I often see a similar set of issues related to proper citation… some of them are quite understandable, while others perplex me in their consistency. When I cite myself, below, it’s not ego; it’s to demonstrate how I would typically expect to see a citation or reference appear. And the references are fictional.
In-text Citations
- Every in-text idea that isn’t yours must be cited. Failure to do so is theft of intellectual property, typically known as plagiarism.
- Every in-text idea that’s taken directly from source material must be “wrapped in quotation marks and cited” (Doane, 2023).
- If a quotation comes from a paged document (PDF, book, etc.), then “the quoted in-text citation should include a page number” (Doane, 2023 p.45).
- In APA style, the punctuation for the sentence being cited goes AFTER the citation (Doane, 2023).
- not punctuated like this. (Doane, 2023).
- The label used in the in-text citation (Doane, 2023) must match the beginning of the alphabetized entry in the References section.
- Doane, W. E. J. (2023). How to Cite to Ensure a Chain of Evidence to Support Your Claims. Penguin Press. (nb: this is fictional)
- Every in-text citation must lead directly to an entry in your References section.
Your References Section
- Every entry in your References section must match an in-text citation.
- The References section must be arranged in alphabetical order by first author’s last name (or source, if no author).
- Department of Homeland Security (DHS). (2020). Catching Cybercriminals. Accessed 10 June 2023. https://dhs.gov/catching+ptas
- Doane, W.E.J. (2023). Comments on Citations. Springer.
- Doane, W.E.J. (21 January 2018). Why Cite Your Sources When Writing. Accessed 7 June 2023. https://DrDoane.com/why-cite-your-sources-when-writing/
- Multiple references from the same author in the same year may need an added letter designation: (Doane, 2023a) for example, with the letter also added to the reference entries to help your reader disambiguate.
- Doane, W. E. J. (2023a). How to Cite to Ensure a Chain of Evidence to Support Your Claims. Penguin Press. (nb: this is fictional)
- Doane, W. E. J. (2023b). More Tips on How to Cite. Saratoga Press. (nb: this is fictional)
- Institutional authors should be spelled out (unless it’s a very common abbreviation: IBM, NASA, etc.).
- Never list institutional authors as if they were first and last names:
- BAD: “Machines, I.B.”
- GOOD: “IBM” or “International Business Machines”
- Check how to cite an organization as the author in your citation manager of choice.
Your Sources
- URLs should be minimal and reachable by your reader. Test their reachability using a different web browser.
- Any referenced URLs should be reachable by a non-privileged user—someone who isn’t logged in. So, prefer links to sources that aren’t behind paywalls or behind required logins.
- Beware of loooooooong URLs that seem to contain session IDs or other metadata that was specific to YOUR session visiting the page. Try to trim your URLs to the essentials, then test that they’re reachable. For example, these are the same URL… but the first has cruft specific to my visit to the Amazon website.

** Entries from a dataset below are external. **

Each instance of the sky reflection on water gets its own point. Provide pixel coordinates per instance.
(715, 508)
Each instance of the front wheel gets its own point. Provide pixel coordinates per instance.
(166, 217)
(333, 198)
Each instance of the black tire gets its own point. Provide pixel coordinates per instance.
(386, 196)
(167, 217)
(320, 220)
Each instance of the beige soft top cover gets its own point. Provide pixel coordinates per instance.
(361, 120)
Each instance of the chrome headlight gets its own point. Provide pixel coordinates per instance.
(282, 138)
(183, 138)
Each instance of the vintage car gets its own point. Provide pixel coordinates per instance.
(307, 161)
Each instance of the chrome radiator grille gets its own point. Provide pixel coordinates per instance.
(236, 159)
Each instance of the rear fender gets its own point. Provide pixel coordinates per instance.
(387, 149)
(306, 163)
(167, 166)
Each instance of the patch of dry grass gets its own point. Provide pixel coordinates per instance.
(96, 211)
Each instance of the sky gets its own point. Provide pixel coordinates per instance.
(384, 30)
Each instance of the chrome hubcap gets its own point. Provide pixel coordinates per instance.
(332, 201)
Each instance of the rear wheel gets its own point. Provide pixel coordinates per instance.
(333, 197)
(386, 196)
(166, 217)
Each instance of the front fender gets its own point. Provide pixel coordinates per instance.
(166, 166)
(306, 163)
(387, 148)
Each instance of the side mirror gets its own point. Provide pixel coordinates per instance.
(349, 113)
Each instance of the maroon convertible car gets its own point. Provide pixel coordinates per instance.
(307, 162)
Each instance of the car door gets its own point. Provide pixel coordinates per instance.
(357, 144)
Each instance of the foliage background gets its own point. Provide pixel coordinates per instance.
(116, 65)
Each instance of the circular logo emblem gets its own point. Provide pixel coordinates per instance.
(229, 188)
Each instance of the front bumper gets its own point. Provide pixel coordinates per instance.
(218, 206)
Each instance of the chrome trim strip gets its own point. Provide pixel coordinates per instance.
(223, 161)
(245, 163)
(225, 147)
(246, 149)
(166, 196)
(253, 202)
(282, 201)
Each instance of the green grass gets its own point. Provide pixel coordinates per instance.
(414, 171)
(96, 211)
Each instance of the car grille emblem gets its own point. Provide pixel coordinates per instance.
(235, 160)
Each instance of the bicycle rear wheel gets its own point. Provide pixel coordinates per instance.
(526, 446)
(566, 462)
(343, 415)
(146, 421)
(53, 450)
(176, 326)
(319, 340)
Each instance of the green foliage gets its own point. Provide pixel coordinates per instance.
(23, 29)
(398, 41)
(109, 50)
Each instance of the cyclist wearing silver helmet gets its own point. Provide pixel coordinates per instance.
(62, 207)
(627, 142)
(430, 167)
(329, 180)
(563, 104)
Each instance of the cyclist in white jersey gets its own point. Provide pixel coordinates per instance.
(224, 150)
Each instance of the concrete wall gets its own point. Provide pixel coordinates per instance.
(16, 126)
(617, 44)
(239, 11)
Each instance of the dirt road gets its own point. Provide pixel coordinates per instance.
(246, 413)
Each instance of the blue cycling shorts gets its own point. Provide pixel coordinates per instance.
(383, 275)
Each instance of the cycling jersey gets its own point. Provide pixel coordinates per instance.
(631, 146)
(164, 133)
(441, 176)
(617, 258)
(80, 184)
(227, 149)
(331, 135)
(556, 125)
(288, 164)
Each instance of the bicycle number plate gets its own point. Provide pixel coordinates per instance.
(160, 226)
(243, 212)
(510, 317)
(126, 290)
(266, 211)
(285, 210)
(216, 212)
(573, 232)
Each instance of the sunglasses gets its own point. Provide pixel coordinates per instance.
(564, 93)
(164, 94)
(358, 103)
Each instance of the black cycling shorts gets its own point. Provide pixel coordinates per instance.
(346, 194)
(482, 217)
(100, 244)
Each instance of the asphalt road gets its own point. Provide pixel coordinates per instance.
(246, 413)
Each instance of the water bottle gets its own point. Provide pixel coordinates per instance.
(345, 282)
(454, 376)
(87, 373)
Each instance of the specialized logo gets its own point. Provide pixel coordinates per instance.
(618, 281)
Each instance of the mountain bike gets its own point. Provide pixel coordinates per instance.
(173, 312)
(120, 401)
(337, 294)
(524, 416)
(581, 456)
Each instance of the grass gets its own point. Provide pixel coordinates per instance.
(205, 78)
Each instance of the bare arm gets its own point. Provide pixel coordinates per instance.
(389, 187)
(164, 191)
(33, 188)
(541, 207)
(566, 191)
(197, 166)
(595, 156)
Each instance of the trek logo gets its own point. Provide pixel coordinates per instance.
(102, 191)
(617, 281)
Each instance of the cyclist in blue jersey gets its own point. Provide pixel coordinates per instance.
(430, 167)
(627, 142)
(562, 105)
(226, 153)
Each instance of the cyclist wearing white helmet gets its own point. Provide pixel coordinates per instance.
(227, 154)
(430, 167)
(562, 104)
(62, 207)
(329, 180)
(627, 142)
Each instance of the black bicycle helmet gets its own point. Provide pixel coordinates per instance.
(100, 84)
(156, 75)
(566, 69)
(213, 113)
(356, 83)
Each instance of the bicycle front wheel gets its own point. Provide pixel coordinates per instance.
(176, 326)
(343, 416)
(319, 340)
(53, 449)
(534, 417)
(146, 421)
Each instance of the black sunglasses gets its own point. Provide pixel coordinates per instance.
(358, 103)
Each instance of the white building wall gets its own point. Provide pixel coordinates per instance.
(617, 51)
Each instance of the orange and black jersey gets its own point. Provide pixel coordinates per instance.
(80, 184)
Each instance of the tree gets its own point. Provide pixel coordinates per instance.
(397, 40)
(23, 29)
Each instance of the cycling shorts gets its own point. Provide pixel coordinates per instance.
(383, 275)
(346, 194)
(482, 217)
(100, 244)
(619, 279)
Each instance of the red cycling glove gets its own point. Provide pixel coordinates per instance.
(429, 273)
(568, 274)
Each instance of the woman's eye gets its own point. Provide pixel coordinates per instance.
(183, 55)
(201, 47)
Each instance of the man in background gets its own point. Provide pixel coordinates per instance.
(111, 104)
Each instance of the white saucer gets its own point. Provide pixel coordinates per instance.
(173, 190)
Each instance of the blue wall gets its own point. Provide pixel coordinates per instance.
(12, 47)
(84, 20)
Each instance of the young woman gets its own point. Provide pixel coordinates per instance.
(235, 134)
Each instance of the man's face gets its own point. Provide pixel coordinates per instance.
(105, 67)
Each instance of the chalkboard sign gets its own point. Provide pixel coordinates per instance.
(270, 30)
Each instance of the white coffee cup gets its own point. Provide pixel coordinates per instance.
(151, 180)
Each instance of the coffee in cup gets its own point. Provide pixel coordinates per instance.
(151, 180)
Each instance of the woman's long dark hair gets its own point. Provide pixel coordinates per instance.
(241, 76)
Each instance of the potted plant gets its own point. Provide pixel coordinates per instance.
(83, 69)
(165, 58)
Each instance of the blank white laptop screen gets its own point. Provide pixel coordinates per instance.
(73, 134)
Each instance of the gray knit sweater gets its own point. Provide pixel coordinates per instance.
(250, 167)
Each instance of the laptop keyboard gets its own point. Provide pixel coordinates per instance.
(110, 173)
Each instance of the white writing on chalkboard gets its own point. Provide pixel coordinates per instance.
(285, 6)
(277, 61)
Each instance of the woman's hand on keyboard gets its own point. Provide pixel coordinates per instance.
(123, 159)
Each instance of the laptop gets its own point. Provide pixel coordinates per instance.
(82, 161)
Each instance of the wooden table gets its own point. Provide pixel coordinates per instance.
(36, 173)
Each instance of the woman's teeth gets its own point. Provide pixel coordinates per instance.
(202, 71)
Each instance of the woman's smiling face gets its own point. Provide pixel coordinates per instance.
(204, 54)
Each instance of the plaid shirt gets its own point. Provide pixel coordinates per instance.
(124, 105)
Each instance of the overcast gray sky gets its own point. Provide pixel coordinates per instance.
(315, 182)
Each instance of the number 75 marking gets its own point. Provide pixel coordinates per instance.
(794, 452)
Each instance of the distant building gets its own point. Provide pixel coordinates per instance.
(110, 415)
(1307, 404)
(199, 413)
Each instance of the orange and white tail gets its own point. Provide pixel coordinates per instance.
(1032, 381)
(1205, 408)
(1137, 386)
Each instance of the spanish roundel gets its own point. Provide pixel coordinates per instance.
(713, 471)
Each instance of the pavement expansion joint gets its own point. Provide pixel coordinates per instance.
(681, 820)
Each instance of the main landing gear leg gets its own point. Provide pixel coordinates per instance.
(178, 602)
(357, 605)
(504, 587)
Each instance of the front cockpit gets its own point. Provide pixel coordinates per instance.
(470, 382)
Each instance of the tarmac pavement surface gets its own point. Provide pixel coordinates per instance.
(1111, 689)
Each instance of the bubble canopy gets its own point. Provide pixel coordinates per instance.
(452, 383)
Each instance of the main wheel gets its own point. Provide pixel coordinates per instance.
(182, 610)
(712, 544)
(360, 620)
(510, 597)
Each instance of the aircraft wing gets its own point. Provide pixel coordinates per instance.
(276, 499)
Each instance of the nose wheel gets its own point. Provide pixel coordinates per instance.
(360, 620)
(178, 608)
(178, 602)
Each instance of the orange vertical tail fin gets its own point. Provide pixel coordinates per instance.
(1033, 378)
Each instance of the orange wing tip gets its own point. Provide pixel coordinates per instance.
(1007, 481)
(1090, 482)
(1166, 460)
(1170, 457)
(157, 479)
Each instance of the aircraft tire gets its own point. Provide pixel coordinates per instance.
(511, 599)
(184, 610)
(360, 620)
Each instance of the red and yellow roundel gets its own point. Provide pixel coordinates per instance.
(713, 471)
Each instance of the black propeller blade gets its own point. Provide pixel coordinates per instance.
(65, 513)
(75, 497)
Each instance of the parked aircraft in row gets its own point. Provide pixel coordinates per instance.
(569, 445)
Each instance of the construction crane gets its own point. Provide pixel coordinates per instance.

- Prefer authoritative sources over secondary sources. If you’re referencing a NIST publication, link to the NIST.gov website address for it, not to a university class blog file or to a web article that links to it.
- BAD (or at least not best evidence): https://www.wbdg.org/files/pdfs/NIST_SP800_171.pdf
- GOOD: https://csrc.nist.gov/publications/detail/sp/800-171/rev-2/final
Purpose and Reasoning
- The purpose of citing is to draw a map for your reader from the material in the body of your document, to a reference, to the original source.
- If you claim that the U.S. National Debt is only $31 dollars, then I need to know where you got that information, so that I can fact check you and point out that you left off “trillion”. (See https://www.usdebtclock.org/)
- Your job as a writer is to make it as easy as possible for your reader to believe and be persuaded by your writing.
- As such, accurate attribution and guiding your reader to the source material you rely upon for your claims is vital to the writing process.
As an analogy to Web technology, the concept of citations are the pre-electronic version of web links: the text in the body of your document links to a reference which in turn links to a source document. Each step in that chain of evidence needs to be immediately apparent and easy to follow.